Un possibile capitolo di Resident Evil ambientato in Giappone non è più soltanto un sogno dei fan più affezionati. A parlarne sono stati direttamente due nomi importanti dietro lo sviluppo della serie, che in una recente intervista hanno aperto uno spiraglio interessante su dove potrebbe dirigersi il franchise nei prossimi anni. Niente di confermato, sia chiaro, ma le parole usate lasciano intendere che l’idea circola eccome tra gli sviluppatori.
A rispondere alle domande sono stati Masato Kumazawa, producer di Resident Evil Requiem, e il lead game designer Kenji Fukasawa. I due hanno toccato vari temi, dall’evoluzione della trama fino alle ambientazioni che potrebbero arrivare in futuro. E qui le cose si fanno curiose.
Un Resident Evil ambientato in Giappone? Non è da escludere
Sul tema dell’invecchiamento dei protagonisti, Kumazawa ha chiarito subito un punto: dentro Capcom non esiste una regola scolpita nella pietra. “Abbiamo iniziato a mostrare l’invecchiamento dei personaggi solo con Resident Evil 4“, ha spiegato. “In realtà, abbiamo anche fatto cose come spostare la linea temporale all’indietro tra Resident Evil 2 e Resident Evil 3, quindi non seguiamo regole fisse”.

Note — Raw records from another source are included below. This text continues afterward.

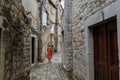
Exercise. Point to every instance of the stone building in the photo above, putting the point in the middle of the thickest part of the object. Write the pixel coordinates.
(14, 41)
(34, 14)
(60, 13)
(49, 24)
(91, 39)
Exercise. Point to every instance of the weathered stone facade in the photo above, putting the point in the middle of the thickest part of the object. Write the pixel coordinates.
(67, 27)
(15, 41)
(82, 46)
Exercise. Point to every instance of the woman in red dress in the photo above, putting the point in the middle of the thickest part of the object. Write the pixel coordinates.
(49, 54)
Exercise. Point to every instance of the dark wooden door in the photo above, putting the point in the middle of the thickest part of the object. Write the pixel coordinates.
(106, 51)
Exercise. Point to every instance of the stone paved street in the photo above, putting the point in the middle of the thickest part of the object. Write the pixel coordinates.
(47, 71)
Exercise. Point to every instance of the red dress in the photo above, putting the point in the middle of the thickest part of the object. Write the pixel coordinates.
(49, 55)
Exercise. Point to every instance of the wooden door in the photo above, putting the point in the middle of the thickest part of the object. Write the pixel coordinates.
(113, 63)
(106, 51)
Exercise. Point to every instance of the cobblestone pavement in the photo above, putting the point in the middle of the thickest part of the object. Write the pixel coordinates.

La collocazione temporale, ha aggiunto, segue più che altro le esigenze del design. “Adattiamo la linea temporale seguendo il principio che le storie ambientate nel presente aiutano i giocatori a sentirsi più coinvolti”, ha detto il producer. La scelta cambia poi a seconda dei personaggi e della storia da raccontare in ogni titolo. Anche in Requiem, ha precisato, ci sono scene ambientate otto anni prima, oltre ad altre collocate in periodi ancora precedenti. Insomma, ogni capitolo fa storia a sé. E poi arriva la domanda che molti aspettavano: un episodio ambientato proprio in Giappone. Kumazawa non l’ha buttata via. “Penso che un’ambientazione giapponese sia qualcosa a cui ogni fan giapponese di Resident Evil desidera, e l’ho presa in considerazione io stesso”, ha ammesso. Visto che il team di sviluppo ha sede in Giappone, ha aggiunto, è probabile che ognuno ci abbia fatto un pensierino. “Sebbene il Giappone non sia apparso come ambientazione di gioco finora, potrebbe fare la sua comparsa a un certo punto in futuro”.
Innovare senza tradire le radici
Sulla direzione che la saga prenderà nei prossimi anni, Kumazawa ha provato a rassicurare i fan più nostalgici. Il team, ha spiegato, non ha intenzione di sacrificare “gli elementi fondamentali della serie, come i personaggi e gli eventi”. I tratti distintivi del marchio, quelli che hanno fatto la fortuna di Resident Evil, restano un punto fermo.
Allo stesso tempo, però, ha messo l’accento sull’importanza di cambiare e sperimentare. “Se continuiamo a pubblicare lo stesso tipo di gioco ancora e ancora, i giocatori alla fine si annoieranno, quindi vorremmo continuare ad affrontare nuove sfide andando avanti”. Come esempi concreti di questa mentalità ha citato i cambi di prospettiva introdotti proprio in Requiem e tutta la narrativa costruita attorno al Megamicete, vista in Resident Evil Village, il capitolo che ha preceduto questo.